防衛省が次期戦闘機開発を三菱重工に発注、メリットと課題
防衛省は航空自衛隊の「F2」後継となる次期戦闘機の開発を、三菱重工業に正式発注した。今回の契約はF2の時と異なるシングル・プライム方式で、機体を担当する三菱重工がエンジンを担当する企業やアビオニクスを担当する企業も下請けとして束ねて主導するする。
単独契約にすることで、日本主導イメージをより強く打ち出すとともに、将来の機体改修も自由度を保つ狙いがある。ただ、実現には多くの課題が横たわる。戦闘機開発は実際は米英企業などと共同作業になるとみられるが、武器輸出管理規則や第三者非開示の問題をどうするのか。「F2」の時のように、米国が重要軍事技術をブラックボックス化し開示を拒んだ場合、独自開発できるのか。米大統領選挙の行方も含め、まだ目が離せない。
1社との主契約方式にすることで、戦闘機システム全体のインテグレーション強化が期待できる。現在の「F2」では防衛省は機体インテグレーションが三菱重工、エンジンが米ゼネラル・エレクトリック(GE)、レーダーや管制装置は三菱電機などと、部門ごとに担当企業と直接契約する形を採用している。今回は米ロッキード・マーチンや米ボーイングも、三菱重工の下請け企業になる。エンジンに関しては、エンジン単独で完結する開発作業について、防衛省はエンジン担当企業と直接契約する方針だ。

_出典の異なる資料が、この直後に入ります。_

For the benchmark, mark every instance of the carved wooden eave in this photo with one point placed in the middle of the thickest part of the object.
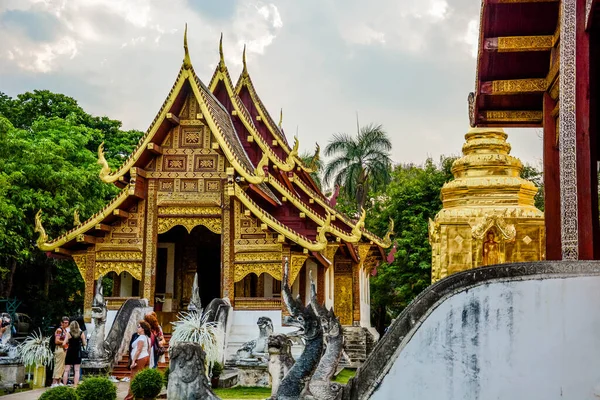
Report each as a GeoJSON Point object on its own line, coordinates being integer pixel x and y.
{"type": "Point", "coordinates": [517, 50]}
{"type": "Point", "coordinates": [97, 223]}
{"type": "Point", "coordinates": [245, 82]}
{"type": "Point", "coordinates": [292, 161]}
{"type": "Point", "coordinates": [277, 226]}
{"type": "Point", "coordinates": [214, 115]}
{"type": "Point", "coordinates": [221, 77]}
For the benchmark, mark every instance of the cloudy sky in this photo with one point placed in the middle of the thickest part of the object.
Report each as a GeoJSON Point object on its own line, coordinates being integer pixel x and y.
{"type": "Point", "coordinates": [406, 64]}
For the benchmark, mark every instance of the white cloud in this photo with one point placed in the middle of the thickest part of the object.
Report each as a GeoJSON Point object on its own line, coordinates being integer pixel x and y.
{"type": "Point", "coordinates": [438, 9]}
{"type": "Point", "coordinates": [43, 58]}
{"type": "Point", "coordinates": [472, 36]}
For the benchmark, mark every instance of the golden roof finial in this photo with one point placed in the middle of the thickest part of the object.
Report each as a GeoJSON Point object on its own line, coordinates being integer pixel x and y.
{"type": "Point", "coordinates": [280, 118]}
{"type": "Point", "coordinates": [187, 63]}
{"type": "Point", "coordinates": [76, 220]}
{"type": "Point", "coordinates": [221, 58]}
{"type": "Point", "coordinates": [244, 70]}
{"type": "Point", "coordinates": [42, 238]}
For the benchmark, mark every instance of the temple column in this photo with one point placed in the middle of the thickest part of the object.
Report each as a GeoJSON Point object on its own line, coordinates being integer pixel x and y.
{"type": "Point", "coordinates": [551, 182]}
{"type": "Point", "coordinates": [578, 171]}
{"type": "Point", "coordinates": [227, 278]}
{"type": "Point", "coordinates": [356, 290]}
{"type": "Point", "coordinates": [90, 283]}
{"type": "Point", "coordinates": [150, 243]}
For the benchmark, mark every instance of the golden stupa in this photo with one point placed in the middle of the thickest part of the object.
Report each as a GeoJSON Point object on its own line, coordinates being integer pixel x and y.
{"type": "Point", "coordinates": [488, 215]}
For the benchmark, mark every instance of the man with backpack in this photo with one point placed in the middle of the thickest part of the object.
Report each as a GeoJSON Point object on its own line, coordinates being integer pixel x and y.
{"type": "Point", "coordinates": [57, 344]}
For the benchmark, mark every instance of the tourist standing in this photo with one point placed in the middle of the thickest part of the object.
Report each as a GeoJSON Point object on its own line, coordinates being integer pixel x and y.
{"type": "Point", "coordinates": [76, 340]}
{"type": "Point", "coordinates": [60, 336]}
{"type": "Point", "coordinates": [140, 353]}
{"type": "Point", "coordinates": [157, 339]}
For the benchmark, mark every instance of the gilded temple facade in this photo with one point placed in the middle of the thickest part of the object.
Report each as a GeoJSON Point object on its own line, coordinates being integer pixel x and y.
{"type": "Point", "coordinates": [214, 188]}
{"type": "Point", "coordinates": [488, 214]}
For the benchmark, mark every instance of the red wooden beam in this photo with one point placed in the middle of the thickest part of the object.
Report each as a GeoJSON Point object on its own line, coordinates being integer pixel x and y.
{"type": "Point", "coordinates": [587, 180]}
{"type": "Point", "coordinates": [551, 183]}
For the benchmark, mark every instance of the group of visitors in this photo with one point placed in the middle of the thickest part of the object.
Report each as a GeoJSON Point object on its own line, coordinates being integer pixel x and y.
{"type": "Point", "coordinates": [69, 341]}
{"type": "Point", "coordinates": [146, 346]}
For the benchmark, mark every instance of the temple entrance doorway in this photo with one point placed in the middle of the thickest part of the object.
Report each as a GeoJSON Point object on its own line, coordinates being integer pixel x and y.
{"type": "Point", "coordinates": [179, 256]}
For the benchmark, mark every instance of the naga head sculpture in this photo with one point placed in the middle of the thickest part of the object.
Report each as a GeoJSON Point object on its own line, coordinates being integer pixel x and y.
{"type": "Point", "coordinates": [302, 317]}
{"type": "Point", "coordinates": [279, 344]}
{"type": "Point", "coordinates": [265, 326]}
{"type": "Point", "coordinates": [329, 322]}
{"type": "Point", "coordinates": [99, 304]}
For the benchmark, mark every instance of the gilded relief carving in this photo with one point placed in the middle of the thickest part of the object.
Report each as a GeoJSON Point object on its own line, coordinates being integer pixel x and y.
{"type": "Point", "coordinates": [243, 269]}
{"type": "Point", "coordinates": [343, 298]}
{"type": "Point", "coordinates": [175, 163]}
{"type": "Point", "coordinates": [205, 163]}
{"type": "Point", "coordinates": [104, 267]}
{"type": "Point", "coordinates": [189, 211]}
{"type": "Point", "coordinates": [118, 255]}
{"type": "Point", "coordinates": [80, 261]}
{"type": "Point", "coordinates": [213, 224]}
{"type": "Point", "coordinates": [258, 256]}
{"type": "Point", "coordinates": [484, 214]}
{"type": "Point", "coordinates": [296, 263]}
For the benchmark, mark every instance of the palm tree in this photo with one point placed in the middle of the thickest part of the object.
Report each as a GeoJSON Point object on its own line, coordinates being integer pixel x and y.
{"type": "Point", "coordinates": [316, 165]}
{"type": "Point", "coordinates": [360, 163]}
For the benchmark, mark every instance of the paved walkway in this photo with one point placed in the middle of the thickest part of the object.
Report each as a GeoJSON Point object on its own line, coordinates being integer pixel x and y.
{"type": "Point", "coordinates": [122, 388]}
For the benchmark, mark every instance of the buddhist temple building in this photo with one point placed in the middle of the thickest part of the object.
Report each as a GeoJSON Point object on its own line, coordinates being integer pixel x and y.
{"type": "Point", "coordinates": [214, 188]}
{"type": "Point", "coordinates": [537, 66]}
{"type": "Point", "coordinates": [488, 215]}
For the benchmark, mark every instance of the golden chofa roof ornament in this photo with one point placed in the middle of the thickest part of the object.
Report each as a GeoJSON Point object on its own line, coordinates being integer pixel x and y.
{"type": "Point", "coordinates": [488, 215]}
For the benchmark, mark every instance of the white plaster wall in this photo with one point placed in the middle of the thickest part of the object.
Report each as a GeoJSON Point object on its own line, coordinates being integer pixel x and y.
{"type": "Point", "coordinates": [521, 340]}
{"type": "Point", "coordinates": [126, 285]}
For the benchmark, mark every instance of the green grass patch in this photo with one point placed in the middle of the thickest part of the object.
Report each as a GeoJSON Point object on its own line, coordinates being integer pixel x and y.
{"type": "Point", "coordinates": [240, 392]}
{"type": "Point", "coordinates": [344, 376]}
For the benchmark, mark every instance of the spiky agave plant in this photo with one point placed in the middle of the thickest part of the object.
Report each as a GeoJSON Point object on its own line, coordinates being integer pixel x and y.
{"type": "Point", "coordinates": [194, 327]}
{"type": "Point", "coordinates": [35, 350]}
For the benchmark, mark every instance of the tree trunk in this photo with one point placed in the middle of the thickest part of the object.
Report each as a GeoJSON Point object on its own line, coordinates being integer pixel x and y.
{"type": "Point", "coordinates": [11, 275]}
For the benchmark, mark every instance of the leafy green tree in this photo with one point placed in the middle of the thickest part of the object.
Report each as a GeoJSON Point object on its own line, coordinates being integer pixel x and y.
{"type": "Point", "coordinates": [411, 198]}
{"type": "Point", "coordinates": [360, 164]}
{"type": "Point", "coordinates": [48, 161]}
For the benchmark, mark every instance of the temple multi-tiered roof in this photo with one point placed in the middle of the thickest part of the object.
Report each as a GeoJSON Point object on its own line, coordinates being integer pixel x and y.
{"type": "Point", "coordinates": [214, 157]}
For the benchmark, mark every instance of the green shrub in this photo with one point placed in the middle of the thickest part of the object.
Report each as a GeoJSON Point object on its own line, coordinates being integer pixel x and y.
{"type": "Point", "coordinates": [147, 384]}
{"type": "Point", "coordinates": [217, 369]}
{"type": "Point", "coordinates": [59, 393]}
{"type": "Point", "coordinates": [97, 389]}
{"type": "Point", "coordinates": [166, 377]}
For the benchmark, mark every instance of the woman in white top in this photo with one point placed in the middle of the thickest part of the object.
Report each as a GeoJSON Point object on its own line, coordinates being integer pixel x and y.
{"type": "Point", "coordinates": [140, 353]}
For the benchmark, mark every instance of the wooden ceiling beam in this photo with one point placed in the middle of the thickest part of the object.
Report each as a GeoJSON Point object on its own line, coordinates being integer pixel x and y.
{"type": "Point", "coordinates": [86, 239]}
{"type": "Point", "coordinates": [172, 118]}
{"type": "Point", "coordinates": [499, 117]}
{"type": "Point", "coordinates": [514, 86]}
{"type": "Point", "coordinates": [120, 213]}
{"type": "Point", "coordinates": [507, 44]}
{"type": "Point", "coordinates": [102, 227]}
{"type": "Point", "coordinates": [154, 148]}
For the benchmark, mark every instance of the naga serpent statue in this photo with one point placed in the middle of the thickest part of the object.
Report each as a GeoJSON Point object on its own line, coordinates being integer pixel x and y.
{"type": "Point", "coordinates": [293, 385]}
{"type": "Point", "coordinates": [97, 349]}
{"type": "Point", "coordinates": [320, 385]}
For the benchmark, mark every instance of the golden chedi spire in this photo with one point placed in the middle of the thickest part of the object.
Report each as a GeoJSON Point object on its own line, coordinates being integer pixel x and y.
{"type": "Point", "coordinates": [187, 63]}
{"type": "Point", "coordinates": [488, 214]}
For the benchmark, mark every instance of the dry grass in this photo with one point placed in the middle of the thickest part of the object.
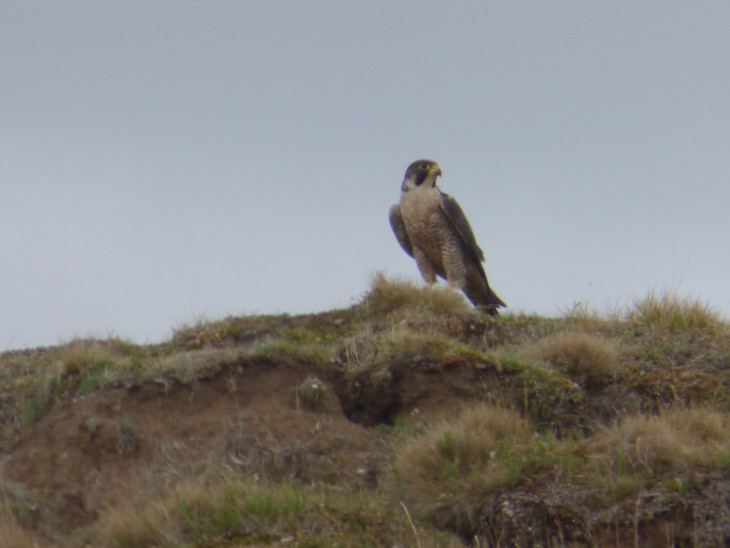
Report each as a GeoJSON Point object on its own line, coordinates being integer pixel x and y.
{"type": "Point", "coordinates": [577, 353]}
{"type": "Point", "coordinates": [677, 441]}
{"type": "Point", "coordinates": [389, 295]}
{"type": "Point", "coordinates": [672, 313]}
{"type": "Point", "coordinates": [448, 475]}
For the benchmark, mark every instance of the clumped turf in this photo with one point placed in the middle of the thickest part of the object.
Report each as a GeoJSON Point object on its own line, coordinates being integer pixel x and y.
{"type": "Point", "coordinates": [566, 422]}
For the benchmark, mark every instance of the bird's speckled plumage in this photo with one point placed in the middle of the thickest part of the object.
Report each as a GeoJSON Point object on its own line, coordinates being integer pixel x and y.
{"type": "Point", "coordinates": [432, 228]}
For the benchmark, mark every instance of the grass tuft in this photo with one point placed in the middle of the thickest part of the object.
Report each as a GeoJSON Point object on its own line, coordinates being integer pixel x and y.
{"type": "Point", "coordinates": [448, 475]}
{"type": "Point", "coordinates": [677, 441]}
{"type": "Point", "coordinates": [578, 353]}
{"type": "Point", "coordinates": [672, 313]}
{"type": "Point", "coordinates": [389, 295]}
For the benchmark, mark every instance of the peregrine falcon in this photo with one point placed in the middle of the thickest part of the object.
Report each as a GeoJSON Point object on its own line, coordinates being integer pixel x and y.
{"type": "Point", "coordinates": [432, 228]}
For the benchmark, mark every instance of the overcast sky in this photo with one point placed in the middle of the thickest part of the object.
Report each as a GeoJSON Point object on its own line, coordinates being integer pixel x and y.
{"type": "Point", "coordinates": [167, 161]}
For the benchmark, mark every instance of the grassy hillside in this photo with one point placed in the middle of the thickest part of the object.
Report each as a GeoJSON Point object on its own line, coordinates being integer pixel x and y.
{"type": "Point", "coordinates": [405, 420]}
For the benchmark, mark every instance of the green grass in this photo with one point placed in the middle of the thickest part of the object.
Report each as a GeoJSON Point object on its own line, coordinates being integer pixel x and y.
{"type": "Point", "coordinates": [600, 407]}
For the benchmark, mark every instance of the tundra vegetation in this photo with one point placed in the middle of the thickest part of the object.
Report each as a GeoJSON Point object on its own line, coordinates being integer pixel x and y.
{"type": "Point", "coordinates": [407, 419]}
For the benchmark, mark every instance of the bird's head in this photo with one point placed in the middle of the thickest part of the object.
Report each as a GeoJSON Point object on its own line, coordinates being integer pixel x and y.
{"type": "Point", "coordinates": [421, 173]}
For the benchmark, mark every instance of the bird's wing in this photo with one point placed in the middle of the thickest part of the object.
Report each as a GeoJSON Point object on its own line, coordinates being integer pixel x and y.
{"type": "Point", "coordinates": [399, 228]}
{"type": "Point", "coordinates": [458, 220]}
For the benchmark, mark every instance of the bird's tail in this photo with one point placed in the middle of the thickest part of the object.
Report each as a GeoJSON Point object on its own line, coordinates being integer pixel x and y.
{"type": "Point", "coordinates": [482, 296]}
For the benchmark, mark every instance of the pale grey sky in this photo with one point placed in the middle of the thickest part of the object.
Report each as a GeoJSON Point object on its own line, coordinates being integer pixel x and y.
{"type": "Point", "coordinates": [170, 160]}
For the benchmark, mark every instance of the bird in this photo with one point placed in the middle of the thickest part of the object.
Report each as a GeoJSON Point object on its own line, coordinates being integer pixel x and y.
{"type": "Point", "coordinates": [431, 227]}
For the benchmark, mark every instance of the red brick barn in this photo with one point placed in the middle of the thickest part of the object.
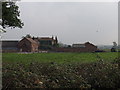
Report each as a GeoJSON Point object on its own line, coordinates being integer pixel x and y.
{"type": "Point", "coordinates": [28, 45]}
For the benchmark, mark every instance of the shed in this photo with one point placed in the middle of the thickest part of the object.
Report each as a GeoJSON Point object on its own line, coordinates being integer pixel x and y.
{"type": "Point", "coordinates": [28, 45]}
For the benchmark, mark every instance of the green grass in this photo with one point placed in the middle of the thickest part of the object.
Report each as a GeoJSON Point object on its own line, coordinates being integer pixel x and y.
{"type": "Point", "coordinates": [58, 57]}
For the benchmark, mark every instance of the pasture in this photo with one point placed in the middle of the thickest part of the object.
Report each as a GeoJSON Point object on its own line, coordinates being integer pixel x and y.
{"type": "Point", "coordinates": [59, 57]}
{"type": "Point", "coordinates": [60, 70]}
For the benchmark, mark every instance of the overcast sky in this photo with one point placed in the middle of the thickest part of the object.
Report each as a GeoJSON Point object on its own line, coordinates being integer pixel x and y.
{"type": "Point", "coordinates": [71, 22]}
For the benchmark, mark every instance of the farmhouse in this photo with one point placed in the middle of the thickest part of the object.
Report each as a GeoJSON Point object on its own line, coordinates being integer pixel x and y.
{"type": "Point", "coordinates": [9, 46]}
{"type": "Point", "coordinates": [28, 45]}
{"type": "Point", "coordinates": [34, 44]}
{"type": "Point", "coordinates": [46, 43]}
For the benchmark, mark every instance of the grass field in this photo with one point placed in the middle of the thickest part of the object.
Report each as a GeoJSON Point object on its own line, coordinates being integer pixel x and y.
{"type": "Point", "coordinates": [59, 57]}
{"type": "Point", "coordinates": [61, 70]}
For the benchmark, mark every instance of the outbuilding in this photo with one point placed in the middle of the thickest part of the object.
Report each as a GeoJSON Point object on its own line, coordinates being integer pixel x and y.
{"type": "Point", "coordinates": [28, 45]}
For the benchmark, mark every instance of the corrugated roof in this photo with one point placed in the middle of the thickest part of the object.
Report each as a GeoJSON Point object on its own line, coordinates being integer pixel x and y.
{"type": "Point", "coordinates": [31, 40]}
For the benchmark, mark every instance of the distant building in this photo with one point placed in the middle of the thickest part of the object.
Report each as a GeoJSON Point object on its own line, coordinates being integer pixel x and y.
{"type": "Point", "coordinates": [28, 45]}
{"type": "Point", "coordinates": [78, 45]}
{"type": "Point", "coordinates": [46, 43]}
{"type": "Point", "coordinates": [9, 46]}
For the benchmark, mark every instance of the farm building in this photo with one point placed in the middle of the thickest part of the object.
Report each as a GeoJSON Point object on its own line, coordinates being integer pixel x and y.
{"type": "Point", "coordinates": [46, 43]}
{"type": "Point", "coordinates": [28, 45]}
{"type": "Point", "coordinates": [9, 46]}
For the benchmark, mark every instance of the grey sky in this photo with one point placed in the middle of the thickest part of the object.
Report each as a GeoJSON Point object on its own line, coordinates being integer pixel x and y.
{"type": "Point", "coordinates": [76, 22]}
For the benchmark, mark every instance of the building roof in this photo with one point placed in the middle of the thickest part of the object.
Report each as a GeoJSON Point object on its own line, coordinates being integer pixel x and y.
{"type": "Point", "coordinates": [31, 40]}
{"type": "Point", "coordinates": [44, 38]}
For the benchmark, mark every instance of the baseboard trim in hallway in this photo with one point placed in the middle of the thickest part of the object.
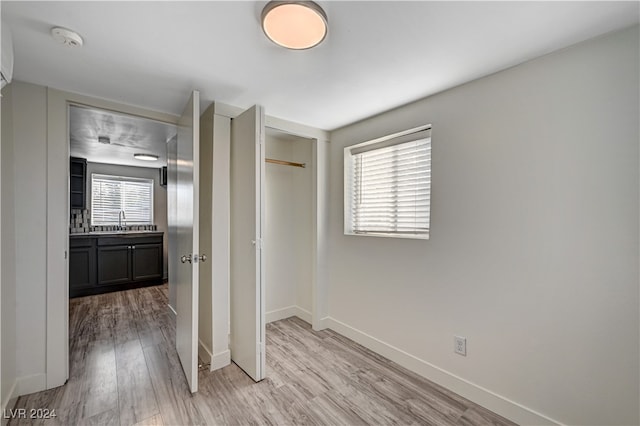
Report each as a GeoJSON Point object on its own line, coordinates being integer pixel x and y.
{"type": "Point", "coordinates": [124, 370]}
{"type": "Point", "coordinates": [481, 396]}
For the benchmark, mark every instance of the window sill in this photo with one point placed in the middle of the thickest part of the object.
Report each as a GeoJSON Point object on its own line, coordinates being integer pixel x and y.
{"type": "Point", "coordinates": [383, 235]}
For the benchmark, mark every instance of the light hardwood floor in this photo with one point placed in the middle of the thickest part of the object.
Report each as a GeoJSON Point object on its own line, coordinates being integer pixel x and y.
{"type": "Point", "coordinates": [124, 370]}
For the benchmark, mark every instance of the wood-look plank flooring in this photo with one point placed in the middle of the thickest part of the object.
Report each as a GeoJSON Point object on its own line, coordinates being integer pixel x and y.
{"type": "Point", "coordinates": [125, 371]}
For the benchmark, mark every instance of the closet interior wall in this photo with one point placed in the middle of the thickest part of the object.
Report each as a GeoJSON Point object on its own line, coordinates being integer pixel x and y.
{"type": "Point", "coordinates": [288, 233]}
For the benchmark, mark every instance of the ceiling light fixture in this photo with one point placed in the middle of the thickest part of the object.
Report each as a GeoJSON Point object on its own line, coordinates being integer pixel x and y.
{"type": "Point", "coordinates": [146, 157]}
{"type": "Point", "coordinates": [295, 25]}
{"type": "Point", "coordinates": [66, 37]}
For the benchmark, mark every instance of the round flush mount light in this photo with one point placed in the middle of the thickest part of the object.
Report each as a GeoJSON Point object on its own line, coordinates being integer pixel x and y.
{"type": "Point", "coordinates": [66, 37]}
{"type": "Point", "coordinates": [145, 157]}
{"type": "Point", "coordinates": [295, 25]}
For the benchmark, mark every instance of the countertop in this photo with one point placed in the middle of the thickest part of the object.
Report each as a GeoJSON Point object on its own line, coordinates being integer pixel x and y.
{"type": "Point", "coordinates": [114, 233]}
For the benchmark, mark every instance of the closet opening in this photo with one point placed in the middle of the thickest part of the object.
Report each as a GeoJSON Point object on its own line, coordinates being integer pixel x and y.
{"type": "Point", "coordinates": [289, 226]}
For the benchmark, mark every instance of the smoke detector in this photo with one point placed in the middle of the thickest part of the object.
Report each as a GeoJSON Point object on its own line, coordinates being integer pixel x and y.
{"type": "Point", "coordinates": [66, 37]}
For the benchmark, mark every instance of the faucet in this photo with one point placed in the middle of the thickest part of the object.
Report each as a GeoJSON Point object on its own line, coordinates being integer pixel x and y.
{"type": "Point", "coordinates": [121, 216]}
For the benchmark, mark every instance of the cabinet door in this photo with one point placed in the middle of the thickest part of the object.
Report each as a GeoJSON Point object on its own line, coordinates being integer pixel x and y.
{"type": "Point", "coordinates": [147, 262]}
{"type": "Point", "coordinates": [82, 268]}
{"type": "Point", "coordinates": [114, 265]}
{"type": "Point", "coordinates": [78, 183]}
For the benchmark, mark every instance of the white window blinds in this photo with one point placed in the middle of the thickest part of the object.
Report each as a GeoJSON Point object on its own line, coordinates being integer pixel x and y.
{"type": "Point", "coordinates": [390, 186]}
{"type": "Point", "coordinates": [112, 194]}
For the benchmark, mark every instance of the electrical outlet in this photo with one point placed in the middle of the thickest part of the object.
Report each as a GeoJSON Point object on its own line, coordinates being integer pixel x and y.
{"type": "Point", "coordinates": [460, 345]}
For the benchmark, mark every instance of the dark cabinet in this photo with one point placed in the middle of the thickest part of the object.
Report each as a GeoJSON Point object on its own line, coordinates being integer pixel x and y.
{"type": "Point", "coordinates": [108, 262]}
{"type": "Point", "coordinates": [78, 183]}
{"type": "Point", "coordinates": [114, 265]}
{"type": "Point", "coordinates": [146, 262]}
{"type": "Point", "coordinates": [82, 255]}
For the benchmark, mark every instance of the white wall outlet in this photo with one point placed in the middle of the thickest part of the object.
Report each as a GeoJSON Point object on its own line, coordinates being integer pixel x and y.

新世代の次期戦闘機は機体・エンジン・アビオニクス間の高度な連携が不可欠で、途中で不具合が生じても別々の契約だと航空自衛隊のニーズを的確に反映させることが難しいため、シングル・プライム方式になった。航空自衛隊が求める理想の戦闘機イメージの実現に、関係者が一丸となって開発を進められる体制が整う。